# My dogs that are gone but never forgotten



## TayStrike (12 mo ago)

​

Do not stand at my grave and weep,
I am not there, I do not sleep.
I am in a thousand winds that blow,
I am the softly falling snow.
I am the gentle showers of rain,
I am the fields of ripening grain.
I am in the morning hush,
I am in the graceful rush
Of beautiful birds in circling flight,
I am the starshine of the night.
I am in the flowers that bloom,
I am in a quiet room.
I am in the birds that sing,
I am in each lovely thing.
Do not stand at my grave and cry,
I am not there. I do not die.



Zak








Yogi








Rip








Flame








Moss








Sharna


----------



## Dunkirk (May 7, 2015)

Such beautiful dogs.

When the body that lived at your single will,
With its whimper of welcome, is stilled (how still!).
When the spirit that answered your every mood
Is gone—wherever it goes—for good,.
_You will discover how much you care,
And will give your heart to a dog to tear_ 

Rudyard Kipling


----------



## drparker151 (Apr 10, 2020)

Love the photo of Zak. Truly a great composition and worthy of hanging on a wall. The quintessential GSD.


----------



## 3ymum (Oct 12, 2021)

They all were lovely! Even though they are gone, they can still put a smile on your face every time you think about them.


----------



## wolfy dog (Aug 1, 2012)

Beautiful memories and poems. Brings back feelings of times when I had to part with mine.


----------



## Honey Maid (Dec 25, 2020)

You guys are making me tear up.


----------



## TayStrike (12 mo ago)

drparker151 said:


> Love the photo of Zak. Truly a great composition and worthy of hanging on a wall. The quintessential GSD.

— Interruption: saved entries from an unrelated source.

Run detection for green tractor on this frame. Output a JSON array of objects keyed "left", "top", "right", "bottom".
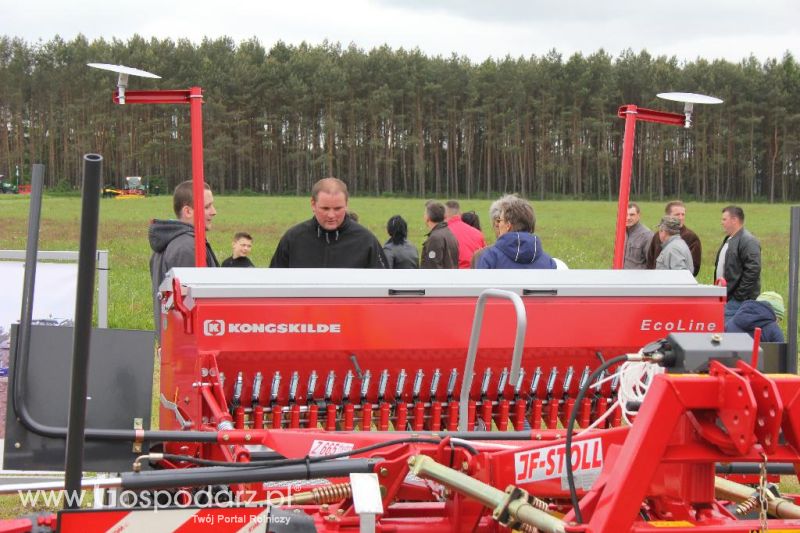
[{"left": 0, "top": 175, "right": 18, "bottom": 194}]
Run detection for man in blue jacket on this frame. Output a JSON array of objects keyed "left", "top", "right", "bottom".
[
  {"left": 476, "top": 194, "right": 556, "bottom": 270},
  {"left": 726, "top": 291, "right": 785, "bottom": 343}
]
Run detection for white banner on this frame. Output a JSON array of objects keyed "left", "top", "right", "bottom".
[{"left": 0, "top": 261, "right": 78, "bottom": 357}]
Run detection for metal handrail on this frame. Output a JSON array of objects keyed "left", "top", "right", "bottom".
[{"left": 459, "top": 289, "right": 527, "bottom": 431}]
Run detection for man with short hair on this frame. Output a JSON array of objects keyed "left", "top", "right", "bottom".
[
  {"left": 421, "top": 201, "right": 459, "bottom": 269},
  {"left": 715, "top": 205, "right": 761, "bottom": 321},
  {"left": 623, "top": 202, "right": 653, "bottom": 269},
  {"left": 444, "top": 200, "right": 486, "bottom": 269},
  {"left": 655, "top": 216, "right": 693, "bottom": 272},
  {"left": 149, "top": 180, "right": 219, "bottom": 340},
  {"left": 646, "top": 200, "right": 702, "bottom": 276},
  {"left": 222, "top": 232, "right": 255, "bottom": 267},
  {"left": 269, "top": 177, "right": 386, "bottom": 268}
]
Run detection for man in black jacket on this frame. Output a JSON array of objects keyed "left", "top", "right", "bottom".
[
  {"left": 714, "top": 205, "right": 761, "bottom": 321},
  {"left": 646, "top": 200, "right": 702, "bottom": 276},
  {"left": 270, "top": 178, "right": 386, "bottom": 268},
  {"left": 149, "top": 180, "right": 219, "bottom": 341},
  {"left": 421, "top": 201, "right": 459, "bottom": 269}
]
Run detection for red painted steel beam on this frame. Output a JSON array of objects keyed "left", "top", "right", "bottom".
[
  {"left": 113, "top": 90, "right": 192, "bottom": 105},
  {"left": 612, "top": 105, "right": 686, "bottom": 269},
  {"left": 113, "top": 87, "right": 207, "bottom": 267}
]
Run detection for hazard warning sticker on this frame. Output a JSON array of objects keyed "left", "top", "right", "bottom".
[{"left": 514, "top": 437, "right": 603, "bottom": 490}]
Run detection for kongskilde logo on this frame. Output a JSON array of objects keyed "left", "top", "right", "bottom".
[
  {"left": 202, "top": 320, "right": 341, "bottom": 336},
  {"left": 203, "top": 319, "right": 225, "bottom": 336}
]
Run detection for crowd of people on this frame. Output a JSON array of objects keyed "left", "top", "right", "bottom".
[{"left": 149, "top": 177, "right": 783, "bottom": 343}]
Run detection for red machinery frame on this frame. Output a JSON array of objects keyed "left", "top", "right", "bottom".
[
  {"left": 114, "top": 87, "right": 208, "bottom": 268},
  {"left": 612, "top": 105, "right": 687, "bottom": 269}
]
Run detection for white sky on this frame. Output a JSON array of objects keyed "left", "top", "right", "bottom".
[{"left": 2, "top": 0, "right": 798, "bottom": 64}]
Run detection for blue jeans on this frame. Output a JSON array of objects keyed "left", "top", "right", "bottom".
[{"left": 724, "top": 298, "right": 744, "bottom": 324}]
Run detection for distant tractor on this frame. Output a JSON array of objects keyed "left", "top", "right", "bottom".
[
  {"left": 102, "top": 176, "right": 147, "bottom": 199},
  {"left": 0, "top": 175, "right": 18, "bottom": 194}
]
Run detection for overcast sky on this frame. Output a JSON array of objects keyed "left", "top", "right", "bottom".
[{"left": 3, "top": 0, "right": 798, "bottom": 64}]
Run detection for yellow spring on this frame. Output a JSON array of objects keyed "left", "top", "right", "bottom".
[
  {"left": 736, "top": 495, "right": 759, "bottom": 515},
  {"left": 309, "top": 483, "right": 353, "bottom": 504}
]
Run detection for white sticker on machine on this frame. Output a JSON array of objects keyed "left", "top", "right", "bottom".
[
  {"left": 514, "top": 437, "right": 603, "bottom": 490},
  {"left": 308, "top": 439, "right": 355, "bottom": 458}
]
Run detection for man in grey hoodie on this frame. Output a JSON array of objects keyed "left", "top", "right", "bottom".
[{"left": 149, "top": 180, "right": 219, "bottom": 341}]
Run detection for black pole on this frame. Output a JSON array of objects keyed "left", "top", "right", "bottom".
[
  {"left": 120, "top": 458, "right": 377, "bottom": 490},
  {"left": 788, "top": 206, "right": 800, "bottom": 374},
  {"left": 14, "top": 164, "right": 45, "bottom": 401},
  {"left": 63, "top": 154, "right": 103, "bottom": 509}
]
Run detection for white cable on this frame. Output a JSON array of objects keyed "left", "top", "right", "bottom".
[
  {"left": 617, "top": 361, "right": 664, "bottom": 425},
  {"left": 577, "top": 359, "right": 664, "bottom": 435}
]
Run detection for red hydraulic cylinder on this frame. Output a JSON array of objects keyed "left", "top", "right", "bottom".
[
  {"left": 271, "top": 406, "right": 282, "bottom": 429},
  {"left": 412, "top": 401, "right": 425, "bottom": 431},
  {"left": 289, "top": 404, "right": 301, "bottom": 429},
  {"left": 530, "top": 399, "right": 543, "bottom": 430},
  {"left": 378, "top": 402, "right": 391, "bottom": 431},
  {"left": 343, "top": 403, "right": 355, "bottom": 431},
  {"left": 234, "top": 406, "right": 245, "bottom": 430},
  {"left": 513, "top": 400, "right": 526, "bottom": 430},
  {"left": 395, "top": 403, "right": 408, "bottom": 431},
  {"left": 467, "top": 400, "right": 476, "bottom": 431},
  {"left": 579, "top": 397, "right": 592, "bottom": 428},
  {"left": 447, "top": 401, "right": 459, "bottom": 431},
  {"left": 496, "top": 399, "right": 510, "bottom": 432},
  {"left": 546, "top": 400, "right": 559, "bottom": 429},
  {"left": 430, "top": 401, "right": 442, "bottom": 431},
  {"left": 361, "top": 403, "right": 373, "bottom": 431},
  {"left": 326, "top": 404, "right": 337, "bottom": 431},
  {"left": 307, "top": 404, "right": 319, "bottom": 429},
  {"left": 252, "top": 405, "right": 264, "bottom": 429},
  {"left": 481, "top": 400, "right": 493, "bottom": 430}
]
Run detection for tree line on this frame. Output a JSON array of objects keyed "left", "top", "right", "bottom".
[{"left": 1, "top": 35, "right": 798, "bottom": 201}]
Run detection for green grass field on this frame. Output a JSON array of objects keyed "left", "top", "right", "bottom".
[{"left": 0, "top": 194, "right": 793, "bottom": 331}]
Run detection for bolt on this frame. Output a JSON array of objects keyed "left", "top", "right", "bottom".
[
  {"left": 201, "top": 368, "right": 209, "bottom": 377},
  {"left": 14, "top": 442, "right": 20, "bottom": 449},
  {"left": 461, "top": 461, "right": 469, "bottom": 472},
  {"left": 293, "top": 509, "right": 301, "bottom": 514},
  {"left": 380, "top": 486, "right": 387, "bottom": 497},
  {"left": 245, "top": 434, "right": 251, "bottom": 442},
  {"left": 321, "top": 504, "right": 330, "bottom": 513},
  {"left": 184, "top": 396, "right": 190, "bottom": 404},
  {"left": 379, "top": 468, "right": 389, "bottom": 477},
  {"left": 222, "top": 434, "right": 230, "bottom": 442},
  {"left": 326, "top": 515, "right": 337, "bottom": 522},
  {"left": 337, "top": 509, "right": 345, "bottom": 516}
]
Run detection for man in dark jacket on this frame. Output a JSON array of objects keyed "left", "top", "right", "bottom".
[
  {"left": 476, "top": 194, "right": 556, "bottom": 269},
  {"left": 270, "top": 178, "right": 386, "bottom": 268},
  {"left": 715, "top": 205, "right": 761, "bottom": 321},
  {"left": 726, "top": 291, "right": 784, "bottom": 343},
  {"left": 646, "top": 200, "right": 702, "bottom": 276},
  {"left": 421, "top": 201, "right": 459, "bottom": 269},
  {"left": 149, "top": 180, "right": 219, "bottom": 341},
  {"left": 623, "top": 202, "right": 652, "bottom": 269}
]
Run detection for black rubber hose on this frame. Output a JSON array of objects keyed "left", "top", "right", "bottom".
[
  {"left": 122, "top": 459, "right": 377, "bottom": 490},
  {"left": 565, "top": 354, "right": 629, "bottom": 524}
]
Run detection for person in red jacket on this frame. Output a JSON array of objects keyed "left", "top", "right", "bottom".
[{"left": 444, "top": 200, "right": 486, "bottom": 269}]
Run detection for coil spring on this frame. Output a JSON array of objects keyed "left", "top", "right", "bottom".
[
  {"left": 529, "top": 496, "right": 549, "bottom": 512},
  {"left": 736, "top": 495, "right": 759, "bottom": 516},
  {"left": 310, "top": 483, "right": 353, "bottom": 504}
]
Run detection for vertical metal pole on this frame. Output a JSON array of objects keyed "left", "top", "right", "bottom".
[
  {"left": 64, "top": 154, "right": 103, "bottom": 509},
  {"left": 15, "top": 164, "right": 45, "bottom": 401},
  {"left": 612, "top": 106, "right": 638, "bottom": 269},
  {"left": 189, "top": 87, "right": 206, "bottom": 267},
  {"left": 96, "top": 251, "right": 109, "bottom": 328},
  {"left": 788, "top": 206, "right": 800, "bottom": 374}
]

Thank you. He was a truly exceptional dog.


----------



## brittanyS (Dec 11, 2018)

In the picture of Zak, I can just hear the sheep. “What do you mean we can’t eat the grass over there? Let’s just talk about this for a second.”


----------



## SMcN (Feb 12, 2021)

Well, I went way beyond tearing up. An incredible tribute, TayStrike!


----------



## mikegray660 (Jan 31, 2018)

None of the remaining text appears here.